Fugge dal padre comprando un passaggio su un’astronave. Deve passare 10 anni in ibernamento per arrivare su Teukros dove potrà iniziare i suoi studi da scoliasta (scienziato e filosofo). Purtroppo qualcosa va storto e Hadrian di risveglia su un pianeta mai sentito nominare, Emesh, senza denaro. Inizia una nuova vita, prima come ladro e poi come gladiatore, con il sogno di mettere da parte abbastanza denaro da andarsene da lì. Le sue origini nobili vengono scoperte dal signore che governa il pianeta, e Hadrian entra in una serie di giochi politici e dinastici, durante i quali conosce Valka, una xenologa, che lo introduce ai misteri del Silenzio, una misteriosa specie aliena che ha colonizzato la galassia prima dell’umanità – idea considerata eretica dalla Religione Imperiale. Emesh viene attaccato dagli alieni Cielcin, e a questo punto Hadrian dovrà usare tutte le sue doti di guerriero, diplomatico e archeologo per salvare capra e cavoli: fermare la battaglia e riuscire a lasciare il pianeta.
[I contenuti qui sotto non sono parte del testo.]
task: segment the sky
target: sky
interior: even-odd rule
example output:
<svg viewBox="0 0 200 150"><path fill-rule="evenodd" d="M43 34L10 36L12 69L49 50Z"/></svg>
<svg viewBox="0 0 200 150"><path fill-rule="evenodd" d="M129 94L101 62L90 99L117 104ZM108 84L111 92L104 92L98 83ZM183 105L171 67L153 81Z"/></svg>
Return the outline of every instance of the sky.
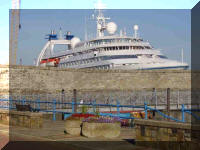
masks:
<svg viewBox="0 0 200 150"><path fill-rule="evenodd" d="M102 2L106 4L107 9L191 9L198 0L102 0ZM96 0L21 0L21 9L93 9L95 3ZM11 0L0 0L0 64L8 61L10 8ZM142 31L142 34L145 32Z"/></svg>

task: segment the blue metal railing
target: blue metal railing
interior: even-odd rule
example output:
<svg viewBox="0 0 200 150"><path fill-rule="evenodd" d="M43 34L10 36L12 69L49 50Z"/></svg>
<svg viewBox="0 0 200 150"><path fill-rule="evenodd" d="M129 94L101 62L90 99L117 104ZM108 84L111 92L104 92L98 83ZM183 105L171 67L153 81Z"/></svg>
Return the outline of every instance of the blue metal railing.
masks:
<svg viewBox="0 0 200 150"><path fill-rule="evenodd" d="M143 106L134 106L134 105L120 105L120 102L117 101L117 104L96 104L96 101L94 100L92 103L76 103L72 100L72 102L57 102L56 100L53 101L42 101L40 99L36 100L36 101L31 101L31 100L26 100L26 99L22 99L22 100L13 100L11 97L9 99L0 99L0 109L16 109L15 106L13 106L14 104L35 104L36 105L36 110L41 111L41 112L52 112L53 113L53 120L56 120L56 113L64 113L66 114L66 116L70 116L70 114L74 114L75 113L75 105L85 105L85 106L91 106L93 108L93 112L90 112L91 114L95 114L96 112L96 107L115 107L117 110L116 114L113 113L99 113L99 115L101 116L110 116L110 117L120 117L123 119L136 119L135 117L131 117L130 113L120 113L120 108L125 107L125 108L140 108L143 109L145 112L145 117L144 119L148 119L148 112L149 111L155 111L157 112L159 115L161 115L164 118L176 121L176 122L185 122L185 113L190 114L191 116L193 116L195 119L200 120L200 117L197 116L195 112L200 112L200 109L185 109L184 104L182 104L181 107L181 113L182 113L182 119L179 120L177 118L174 118L172 116L168 116L166 114L164 114L163 112L161 112L160 110L156 109L156 108L151 108L149 107L146 103L144 103ZM51 109L41 109L41 104L51 104ZM71 112L64 112L62 110L57 110L56 106L57 105L71 105Z"/></svg>

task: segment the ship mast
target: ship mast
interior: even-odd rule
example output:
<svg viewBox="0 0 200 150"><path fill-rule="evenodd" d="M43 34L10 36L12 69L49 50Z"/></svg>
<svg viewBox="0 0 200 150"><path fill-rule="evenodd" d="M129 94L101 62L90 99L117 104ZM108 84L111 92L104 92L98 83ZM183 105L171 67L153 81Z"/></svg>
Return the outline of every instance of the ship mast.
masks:
<svg viewBox="0 0 200 150"><path fill-rule="evenodd" d="M96 16L97 19L97 37L104 36L104 30L106 29L106 20L110 18L105 18L102 9L105 9L105 5L102 3L101 0L97 2L95 5L95 9L98 10L98 15Z"/></svg>

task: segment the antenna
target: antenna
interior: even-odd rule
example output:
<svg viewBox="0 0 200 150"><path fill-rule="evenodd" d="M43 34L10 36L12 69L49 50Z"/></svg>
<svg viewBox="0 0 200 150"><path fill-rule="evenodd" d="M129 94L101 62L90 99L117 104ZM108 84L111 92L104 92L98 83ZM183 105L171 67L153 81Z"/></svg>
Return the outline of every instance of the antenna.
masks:
<svg viewBox="0 0 200 150"><path fill-rule="evenodd" d="M85 41L88 39L88 36L87 36L87 20L86 20L86 17L85 17Z"/></svg>
<svg viewBox="0 0 200 150"><path fill-rule="evenodd" d="M97 19L97 37L104 36L104 30L106 29L106 20L110 18L105 18L103 13L101 12L102 9L105 9L105 4L102 3L101 0L95 4L95 9L98 10L98 15L96 16Z"/></svg>
<svg viewBox="0 0 200 150"><path fill-rule="evenodd" d="M134 26L133 26L133 29L134 29L134 32L135 32L135 33L134 33L134 36L135 36L135 38L137 38L137 37L138 37L138 32L137 32L137 31L138 31L138 29L139 29L139 26L138 26L138 25L134 25Z"/></svg>
<svg viewBox="0 0 200 150"><path fill-rule="evenodd" d="M62 28L60 27L60 30L59 30L59 39L63 39L63 35L62 35Z"/></svg>
<svg viewBox="0 0 200 150"><path fill-rule="evenodd" d="M183 48L181 49L181 62L183 63Z"/></svg>

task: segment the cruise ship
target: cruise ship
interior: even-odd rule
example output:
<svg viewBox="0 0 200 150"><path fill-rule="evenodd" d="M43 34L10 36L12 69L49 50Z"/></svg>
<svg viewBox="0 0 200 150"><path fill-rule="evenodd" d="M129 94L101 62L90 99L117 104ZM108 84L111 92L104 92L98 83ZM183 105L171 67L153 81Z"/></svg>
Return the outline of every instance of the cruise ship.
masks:
<svg viewBox="0 0 200 150"><path fill-rule="evenodd" d="M38 56L37 66L91 69L187 69L183 61L168 59L159 49L138 36L138 25L133 26L133 36L120 31L117 24L107 22L99 9L96 15L96 37L81 41L68 32L63 37L54 31L48 35L48 42ZM105 35L107 32L107 35ZM66 45L66 50L55 52L56 45Z"/></svg>

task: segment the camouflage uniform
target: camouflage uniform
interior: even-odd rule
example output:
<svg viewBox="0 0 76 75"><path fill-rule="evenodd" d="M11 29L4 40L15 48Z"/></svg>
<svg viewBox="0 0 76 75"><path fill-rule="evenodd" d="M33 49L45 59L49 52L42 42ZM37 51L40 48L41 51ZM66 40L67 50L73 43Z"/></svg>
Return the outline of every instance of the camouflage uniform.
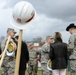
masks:
<svg viewBox="0 0 76 75"><path fill-rule="evenodd" d="M50 51L50 45L48 43L45 43L42 46L42 50L41 50L41 66L43 70L43 75L50 75L50 71L47 69L49 51Z"/></svg>
<svg viewBox="0 0 76 75"><path fill-rule="evenodd" d="M37 75L38 71L37 53L38 53L37 49L35 48L29 49L29 63L28 63L29 75L32 75L32 71L34 75Z"/></svg>
<svg viewBox="0 0 76 75"><path fill-rule="evenodd" d="M7 37L1 43L2 52L6 45L6 41L7 41ZM14 42L12 39L10 41ZM8 56L6 51L6 54L2 63L2 75L14 75L14 69L15 69L15 51L13 50L13 54L11 56Z"/></svg>
<svg viewBox="0 0 76 75"><path fill-rule="evenodd" d="M70 55L70 72L71 75L76 75L76 33L70 36L68 51Z"/></svg>

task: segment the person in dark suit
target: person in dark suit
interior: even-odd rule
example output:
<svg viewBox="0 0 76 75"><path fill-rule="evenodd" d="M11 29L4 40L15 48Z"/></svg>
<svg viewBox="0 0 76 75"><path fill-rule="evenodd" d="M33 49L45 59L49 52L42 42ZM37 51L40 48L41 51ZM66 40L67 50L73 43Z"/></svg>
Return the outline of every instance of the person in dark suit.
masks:
<svg viewBox="0 0 76 75"><path fill-rule="evenodd" d="M66 75L68 49L67 44L62 41L60 32L55 32L54 43L50 46L49 57L52 61L52 75Z"/></svg>
<svg viewBox="0 0 76 75"><path fill-rule="evenodd" d="M19 38L19 36L15 36L16 44L18 44L18 38ZM24 41L22 41L19 75L25 75L26 63L28 61L29 61L28 48L27 48L26 43Z"/></svg>

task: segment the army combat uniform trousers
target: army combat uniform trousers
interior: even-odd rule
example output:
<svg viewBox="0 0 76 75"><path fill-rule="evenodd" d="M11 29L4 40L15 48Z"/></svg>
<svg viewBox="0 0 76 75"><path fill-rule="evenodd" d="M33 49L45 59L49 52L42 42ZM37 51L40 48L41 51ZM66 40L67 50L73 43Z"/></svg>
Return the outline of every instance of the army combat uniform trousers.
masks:
<svg viewBox="0 0 76 75"><path fill-rule="evenodd" d="M42 75L52 75L52 73L47 69L47 63L41 63Z"/></svg>
<svg viewBox="0 0 76 75"><path fill-rule="evenodd" d="M2 75L14 75L15 57L5 56L2 64Z"/></svg>
<svg viewBox="0 0 76 75"><path fill-rule="evenodd" d="M76 75L76 59L70 60L70 75Z"/></svg>
<svg viewBox="0 0 76 75"><path fill-rule="evenodd" d="M34 61L29 61L28 63L28 73L29 75L37 75L37 71L38 71L38 62L34 62Z"/></svg>

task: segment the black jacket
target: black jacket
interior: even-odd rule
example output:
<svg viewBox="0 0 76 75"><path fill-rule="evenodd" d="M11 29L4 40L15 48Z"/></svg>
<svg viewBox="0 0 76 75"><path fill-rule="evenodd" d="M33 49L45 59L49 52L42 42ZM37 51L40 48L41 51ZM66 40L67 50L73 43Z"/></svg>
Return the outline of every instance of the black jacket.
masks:
<svg viewBox="0 0 76 75"><path fill-rule="evenodd" d="M55 42L50 46L50 59L52 60L52 69L65 69L68 63L67 44Z"/></svg>
<svg viewBox="0 0 76 75"><path fill-rule="evenodd" d="M22 41L19 70L26 70L26 63L29 61L29 52L25 42Z"/></svg>

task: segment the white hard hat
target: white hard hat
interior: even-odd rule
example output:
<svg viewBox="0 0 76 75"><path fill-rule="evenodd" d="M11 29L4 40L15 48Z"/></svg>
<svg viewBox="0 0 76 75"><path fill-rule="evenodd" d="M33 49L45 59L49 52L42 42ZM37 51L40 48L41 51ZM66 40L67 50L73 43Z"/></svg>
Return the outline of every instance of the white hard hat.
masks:
<svg viewBox="0 0 76 75"><path fill-rule="evenodd" d="M26 28L35 16L35 9L32 4L27 1L18 2L13 9L11 24L19 29Z"/></svg>

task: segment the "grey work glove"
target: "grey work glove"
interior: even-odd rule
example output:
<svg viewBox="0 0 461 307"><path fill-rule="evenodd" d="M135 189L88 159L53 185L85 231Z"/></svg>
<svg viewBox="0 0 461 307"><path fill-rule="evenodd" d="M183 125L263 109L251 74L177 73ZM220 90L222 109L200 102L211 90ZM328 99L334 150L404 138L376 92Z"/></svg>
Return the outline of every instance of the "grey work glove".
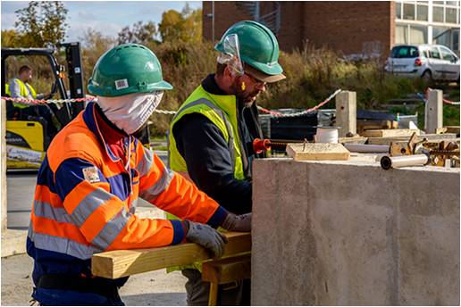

Empire of Silence è incredibilmente derivativo. L’autore ha preso pesantemente dall’immaginario di Dune, Guerre Stellari, Book of the New Sun e Warhammer 40k. Ha preso senza vergogna, senza nascondersi: il suo scopo non è demolire certi cliché della narrativa di fantascienza (l’Impero Galattico, l’Eroe Predestinato, etc…) ma vedere come usarli per raccontare una buona storia. E allora ci sono scudi personali che obbligano a combattere all’arma bianca, gilde spaziali, Inquisitori che danno la caccia a macchine eretiche, e così via.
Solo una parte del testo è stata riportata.